To other media outlets, too, DeRose said the "objective" wasn't to get Orozco to sign a non-disclosure agreement.
DeRose was quoted in the Los Angels Times in February 2012 as saying he was just trying "to prevent another hacking incident, and the only thing I ever asked for was an agreement to refrain from doing so in the future."
It's unclear which of DeRose's statements is accurate or why investigators didn't press the discrepancy.
As we previously reported, Orozco said the threats against him came after he started tweeting about Babeu's profile on a hook-up site for gay men -- and posting unflattering articles on the campaign website. He says that's when Babeu's campaign manager, DeRose, went after him.

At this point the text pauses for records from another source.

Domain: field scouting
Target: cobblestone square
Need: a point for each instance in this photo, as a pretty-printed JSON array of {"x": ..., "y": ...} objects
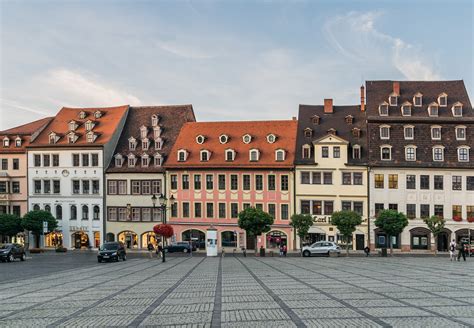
[{"x": 246, "y": 292}]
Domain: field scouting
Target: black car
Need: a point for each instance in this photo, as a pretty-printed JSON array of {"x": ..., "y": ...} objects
[
  {"x": 112, "y": 251},
  {"x": 10, "y": 252},
  {"x": 182, "y": 247}
]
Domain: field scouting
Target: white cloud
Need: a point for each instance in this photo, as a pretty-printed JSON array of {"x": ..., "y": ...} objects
[{"x": 356, "y": 37}]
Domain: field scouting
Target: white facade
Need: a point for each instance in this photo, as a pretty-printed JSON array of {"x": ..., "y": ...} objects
[
  {"x": 406, "y": 191},
  {"x": 81, "y": 188}
]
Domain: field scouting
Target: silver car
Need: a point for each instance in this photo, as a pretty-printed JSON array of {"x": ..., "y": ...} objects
[{"x": 321, "y": 247}]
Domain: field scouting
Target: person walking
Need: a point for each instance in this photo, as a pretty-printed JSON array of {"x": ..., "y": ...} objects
[{"x": 452, "y": 250}]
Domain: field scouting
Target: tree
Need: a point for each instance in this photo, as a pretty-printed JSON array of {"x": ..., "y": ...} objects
[
  {"x": 392, "y": 223},
  {"x": 33, "y": 222},
  {"x": 346, "y": 222},
  {"x": 436, "y": 225},
  {"x": 301, "y": 223},
  {"x": 10, "y": 225},
  {"x": 255, "y": 222}
]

Orozco eventually gave control of the accounts to Babeu. Orozco said DeRose then wanted him to sign a non-disclosure agreement, promising not to reveal his relationship with the sheriff.
When Orozco refused, he and his attorney, Weis-Riner, said DeRose brought up Orozco's alleged expired visa as incentive for him to sign.

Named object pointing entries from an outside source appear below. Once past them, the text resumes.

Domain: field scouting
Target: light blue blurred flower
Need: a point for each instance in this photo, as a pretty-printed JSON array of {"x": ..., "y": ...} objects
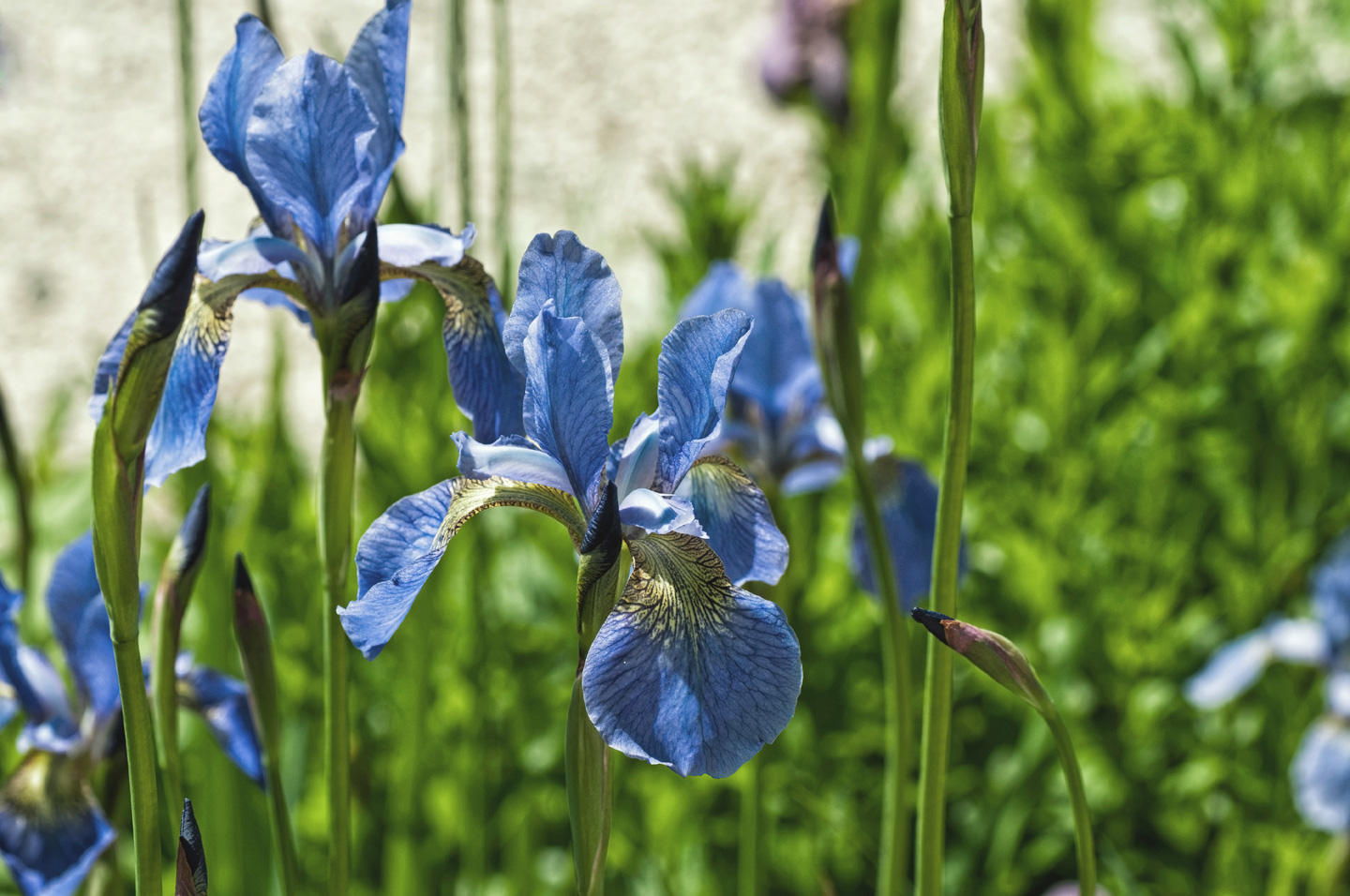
[
  {"x": 52, "y": 829},
  {"x": 1322, "y": 641},
  {"x": 781, "y": 423},
  {"x": 315, "y": 142},
  {"x": 689, "y": 669},
  {"x": 1321, "y": 775}
]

While DeRose's story apparently changed when he talked to AG's investigators, Weis-Riner's has been consistent since she and Orozco first shared Jose's story with New Times.
She told investigators the same thing she told media outlets before the AG's office started its probe. She told them that after reaching a stalemate over Orozco's signing the non-disclosure agreement, DeRose said her client should be interested in signing the agreement.
The report says Weis-Riner continued to investigators that DeRose told her "it was his understanding" that Orozco was in the United States on an expired student visa. At that point, it became a heated conversation, she went on, sayng she told DeRose, "Are you kidding me? This is why you want my client to sign the agreement!"
She told investigators that DeRose said yes. She then related that she told DeRose it would be embarrassing for his client to make the allegations because Babeu takes such a strong stand on illegal immigration, and "now you are trying to tell me Jose Orozco is here illegally."
Investigaors say DeRose told them the conversation never took place.
Instead, he described his conversations -- those that he could remember -- with Weis-Riner as "pleasant." He said he didn't have any documentation or files on "the matter," investigators noted.